The risk of relapse associated with each breast cancer molecular subtype was determined in a large cohort of patients with breast cancer. In this study, the association of mammographic breast density and fibroglandular tissue volume measures with the subtype of breast cancer will be discussed.
Total 751 breast cancer patients have full field digital mammography (FFDM) which before surgery and chemotherapy were enrolled from 2011 to 2015. The patients include luminal-like (80.5%), basal-like (14.6%) and HER2-postive subtypes (4.9%). The receptor status was abstracted from clinical pathology records, and supplemented by IHC staining of tumor sections. In these patients, there are 9.76% patients were relapsing and 7.3% patients were metastasized. The breast density and volumetric measure was based on accumulated X-ray doses assessments by Volpara™ (Volpara version 1.4.2, Matakina Technology, NZ). The FFDM image from 58,550 health women enrolled from 2011 to 2015 were also used to generate the normal model and make the comparison baseline. All needed FFDM images were obtained from the Department of Medical Imaging, Changhua Christian Hospital, Taiwan.
The mean breast density of patients with basal-like and HER2-positive are higher than the healthy women density baseline from 3.3% to 5%. The mean fibroglandular tissue volume of patients was significant larger than health women. The mean fibroglandular tissue volume of HER2-positive (66.74 cm3, SD = 8.12) and basal-like patients (81.04 cm3, SD = 33.37) was significant larger than the volume of luminal-A (46.04 cm3, SD = 28.87) and luminal-B patients (41.71 cm3, SD = 18.55), and also larger than the mean fibroglandular tissue volume of health women from age 45 to 65 (38.36 cm3, SD = 20.47).
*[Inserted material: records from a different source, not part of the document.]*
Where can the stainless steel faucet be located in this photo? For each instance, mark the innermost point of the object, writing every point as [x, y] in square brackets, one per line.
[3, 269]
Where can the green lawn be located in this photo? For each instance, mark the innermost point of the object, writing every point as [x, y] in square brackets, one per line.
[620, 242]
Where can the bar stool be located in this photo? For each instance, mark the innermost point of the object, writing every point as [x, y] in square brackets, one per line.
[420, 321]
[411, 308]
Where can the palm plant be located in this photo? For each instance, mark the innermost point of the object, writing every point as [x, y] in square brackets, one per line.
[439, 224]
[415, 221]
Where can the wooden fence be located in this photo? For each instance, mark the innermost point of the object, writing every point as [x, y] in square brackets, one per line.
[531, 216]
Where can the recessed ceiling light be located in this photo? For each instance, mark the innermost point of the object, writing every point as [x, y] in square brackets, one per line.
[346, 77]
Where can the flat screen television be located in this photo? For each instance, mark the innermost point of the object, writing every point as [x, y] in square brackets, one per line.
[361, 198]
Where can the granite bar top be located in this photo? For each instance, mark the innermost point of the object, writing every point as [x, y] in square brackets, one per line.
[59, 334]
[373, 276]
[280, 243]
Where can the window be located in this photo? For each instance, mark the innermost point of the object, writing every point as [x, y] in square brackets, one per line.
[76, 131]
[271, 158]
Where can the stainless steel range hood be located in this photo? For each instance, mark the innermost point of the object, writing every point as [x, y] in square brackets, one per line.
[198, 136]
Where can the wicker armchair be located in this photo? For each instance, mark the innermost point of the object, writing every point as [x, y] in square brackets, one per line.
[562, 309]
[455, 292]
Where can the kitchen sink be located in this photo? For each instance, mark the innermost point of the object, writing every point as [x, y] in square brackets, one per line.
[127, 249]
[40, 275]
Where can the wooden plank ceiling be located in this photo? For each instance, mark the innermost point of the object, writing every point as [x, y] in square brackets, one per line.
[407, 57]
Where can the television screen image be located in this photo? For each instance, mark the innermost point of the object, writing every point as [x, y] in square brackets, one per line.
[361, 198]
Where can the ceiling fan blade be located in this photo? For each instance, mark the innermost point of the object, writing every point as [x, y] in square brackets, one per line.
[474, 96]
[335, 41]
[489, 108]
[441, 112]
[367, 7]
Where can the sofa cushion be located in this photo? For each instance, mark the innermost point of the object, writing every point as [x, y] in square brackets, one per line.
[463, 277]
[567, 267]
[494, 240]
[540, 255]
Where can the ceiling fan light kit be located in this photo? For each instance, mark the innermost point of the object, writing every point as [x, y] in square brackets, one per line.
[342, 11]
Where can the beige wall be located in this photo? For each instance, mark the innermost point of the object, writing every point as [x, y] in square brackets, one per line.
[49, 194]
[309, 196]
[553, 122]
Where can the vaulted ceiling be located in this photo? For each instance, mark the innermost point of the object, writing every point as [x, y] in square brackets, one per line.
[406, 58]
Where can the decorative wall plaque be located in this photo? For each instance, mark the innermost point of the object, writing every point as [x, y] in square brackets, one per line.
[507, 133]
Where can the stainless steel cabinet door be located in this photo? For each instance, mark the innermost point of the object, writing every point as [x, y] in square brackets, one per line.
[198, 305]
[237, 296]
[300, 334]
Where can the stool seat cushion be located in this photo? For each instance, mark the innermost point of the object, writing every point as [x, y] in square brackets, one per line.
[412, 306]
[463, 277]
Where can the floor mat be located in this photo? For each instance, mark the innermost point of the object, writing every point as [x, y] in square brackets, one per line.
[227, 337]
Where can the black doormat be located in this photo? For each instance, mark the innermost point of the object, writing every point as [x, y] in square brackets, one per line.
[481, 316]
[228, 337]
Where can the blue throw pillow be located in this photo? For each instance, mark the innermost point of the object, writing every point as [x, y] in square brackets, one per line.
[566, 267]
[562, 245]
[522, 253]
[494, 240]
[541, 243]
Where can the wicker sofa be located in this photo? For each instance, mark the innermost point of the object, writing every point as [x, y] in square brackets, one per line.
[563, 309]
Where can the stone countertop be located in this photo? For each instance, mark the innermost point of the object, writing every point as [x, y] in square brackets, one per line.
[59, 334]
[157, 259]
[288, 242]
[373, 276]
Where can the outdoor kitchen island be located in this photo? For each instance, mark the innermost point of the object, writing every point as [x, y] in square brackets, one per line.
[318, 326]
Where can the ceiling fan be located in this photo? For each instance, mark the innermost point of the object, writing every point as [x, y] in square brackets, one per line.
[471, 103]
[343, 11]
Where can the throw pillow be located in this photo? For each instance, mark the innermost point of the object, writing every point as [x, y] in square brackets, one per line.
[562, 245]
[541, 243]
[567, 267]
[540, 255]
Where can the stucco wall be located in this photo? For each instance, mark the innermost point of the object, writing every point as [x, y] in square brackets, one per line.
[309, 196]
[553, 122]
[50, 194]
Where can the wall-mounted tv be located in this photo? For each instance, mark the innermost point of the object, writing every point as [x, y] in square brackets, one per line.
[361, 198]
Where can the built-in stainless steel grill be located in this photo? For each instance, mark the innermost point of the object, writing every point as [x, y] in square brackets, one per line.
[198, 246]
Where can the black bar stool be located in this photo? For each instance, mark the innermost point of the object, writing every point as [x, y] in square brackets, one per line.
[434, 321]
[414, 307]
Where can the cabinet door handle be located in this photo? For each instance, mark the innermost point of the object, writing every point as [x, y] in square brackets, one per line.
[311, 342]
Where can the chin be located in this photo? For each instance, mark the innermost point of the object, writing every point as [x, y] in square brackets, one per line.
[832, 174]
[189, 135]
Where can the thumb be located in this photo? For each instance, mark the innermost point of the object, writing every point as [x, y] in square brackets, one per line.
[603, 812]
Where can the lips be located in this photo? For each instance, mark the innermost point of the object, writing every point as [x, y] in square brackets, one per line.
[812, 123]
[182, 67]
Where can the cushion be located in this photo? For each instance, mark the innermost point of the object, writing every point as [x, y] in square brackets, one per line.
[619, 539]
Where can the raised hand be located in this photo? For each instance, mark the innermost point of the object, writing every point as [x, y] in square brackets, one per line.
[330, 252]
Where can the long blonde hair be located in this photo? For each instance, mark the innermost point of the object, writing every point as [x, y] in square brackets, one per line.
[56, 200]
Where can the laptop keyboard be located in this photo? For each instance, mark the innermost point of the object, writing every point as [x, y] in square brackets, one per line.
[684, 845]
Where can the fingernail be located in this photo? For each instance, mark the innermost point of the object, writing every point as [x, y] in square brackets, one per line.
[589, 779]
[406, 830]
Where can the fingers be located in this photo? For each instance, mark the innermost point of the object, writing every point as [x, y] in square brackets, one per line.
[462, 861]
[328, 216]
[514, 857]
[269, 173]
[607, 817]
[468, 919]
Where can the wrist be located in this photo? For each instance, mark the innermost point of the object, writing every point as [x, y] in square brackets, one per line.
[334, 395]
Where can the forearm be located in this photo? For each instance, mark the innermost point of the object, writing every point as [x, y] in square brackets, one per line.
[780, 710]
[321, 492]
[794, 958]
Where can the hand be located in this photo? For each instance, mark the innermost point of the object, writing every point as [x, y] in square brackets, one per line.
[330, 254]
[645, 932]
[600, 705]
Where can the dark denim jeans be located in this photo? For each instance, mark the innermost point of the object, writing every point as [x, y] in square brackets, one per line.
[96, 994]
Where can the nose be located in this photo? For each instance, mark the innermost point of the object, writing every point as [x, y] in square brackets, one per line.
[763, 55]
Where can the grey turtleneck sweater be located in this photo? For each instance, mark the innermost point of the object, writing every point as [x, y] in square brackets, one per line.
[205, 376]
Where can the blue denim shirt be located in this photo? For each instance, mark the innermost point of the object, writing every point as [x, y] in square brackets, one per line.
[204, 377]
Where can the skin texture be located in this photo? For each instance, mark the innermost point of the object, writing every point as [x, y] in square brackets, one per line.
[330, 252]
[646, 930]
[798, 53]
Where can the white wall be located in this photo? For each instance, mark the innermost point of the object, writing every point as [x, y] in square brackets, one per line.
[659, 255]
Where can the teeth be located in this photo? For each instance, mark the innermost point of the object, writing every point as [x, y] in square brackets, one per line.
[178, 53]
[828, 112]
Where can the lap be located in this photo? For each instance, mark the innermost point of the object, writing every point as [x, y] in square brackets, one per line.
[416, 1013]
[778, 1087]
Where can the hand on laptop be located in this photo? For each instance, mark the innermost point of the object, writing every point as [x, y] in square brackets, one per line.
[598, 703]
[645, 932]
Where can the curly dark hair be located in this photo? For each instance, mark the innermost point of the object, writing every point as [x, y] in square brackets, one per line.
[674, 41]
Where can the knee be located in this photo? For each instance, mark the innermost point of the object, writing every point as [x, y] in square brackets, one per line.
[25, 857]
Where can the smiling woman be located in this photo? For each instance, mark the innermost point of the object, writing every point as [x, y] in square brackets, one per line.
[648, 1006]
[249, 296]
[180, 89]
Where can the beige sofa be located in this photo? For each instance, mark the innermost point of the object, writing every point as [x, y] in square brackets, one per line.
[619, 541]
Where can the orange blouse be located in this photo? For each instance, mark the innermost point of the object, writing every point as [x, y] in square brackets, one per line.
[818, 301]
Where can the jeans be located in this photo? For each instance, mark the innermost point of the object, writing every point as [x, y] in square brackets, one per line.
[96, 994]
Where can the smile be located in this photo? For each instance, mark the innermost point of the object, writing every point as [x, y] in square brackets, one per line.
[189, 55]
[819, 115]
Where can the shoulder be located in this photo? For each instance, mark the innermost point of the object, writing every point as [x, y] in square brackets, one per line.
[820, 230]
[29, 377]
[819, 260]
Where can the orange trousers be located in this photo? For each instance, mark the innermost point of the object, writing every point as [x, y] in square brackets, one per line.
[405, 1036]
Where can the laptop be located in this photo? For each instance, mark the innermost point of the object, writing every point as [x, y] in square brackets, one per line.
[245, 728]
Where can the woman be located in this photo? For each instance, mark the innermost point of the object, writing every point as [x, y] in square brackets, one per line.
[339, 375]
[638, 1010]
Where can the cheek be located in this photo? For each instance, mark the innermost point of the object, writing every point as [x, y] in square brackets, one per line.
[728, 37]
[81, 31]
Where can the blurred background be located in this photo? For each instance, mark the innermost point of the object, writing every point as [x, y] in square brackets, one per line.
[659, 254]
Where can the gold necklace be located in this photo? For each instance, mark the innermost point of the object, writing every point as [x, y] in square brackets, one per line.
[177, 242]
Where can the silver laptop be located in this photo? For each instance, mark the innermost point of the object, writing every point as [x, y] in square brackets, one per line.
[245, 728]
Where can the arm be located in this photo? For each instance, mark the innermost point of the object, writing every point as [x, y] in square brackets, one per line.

Because of the breast tissue composition, the variation of breast density and fibroglandular tissue volume can be the good predictor in cancer risk and for the subtype classification, especially from breast cancer patients with HER2-positive and basal-like subtype.
Clinical trial identification
This study was approved by the Institutional Review Board of Changhua Christian Hospital, Taiwan (No. 160110).
Legal entity responsible for the study
Department of Research, Changhua Christian Hospital
All authors have declared no conflicts of interest.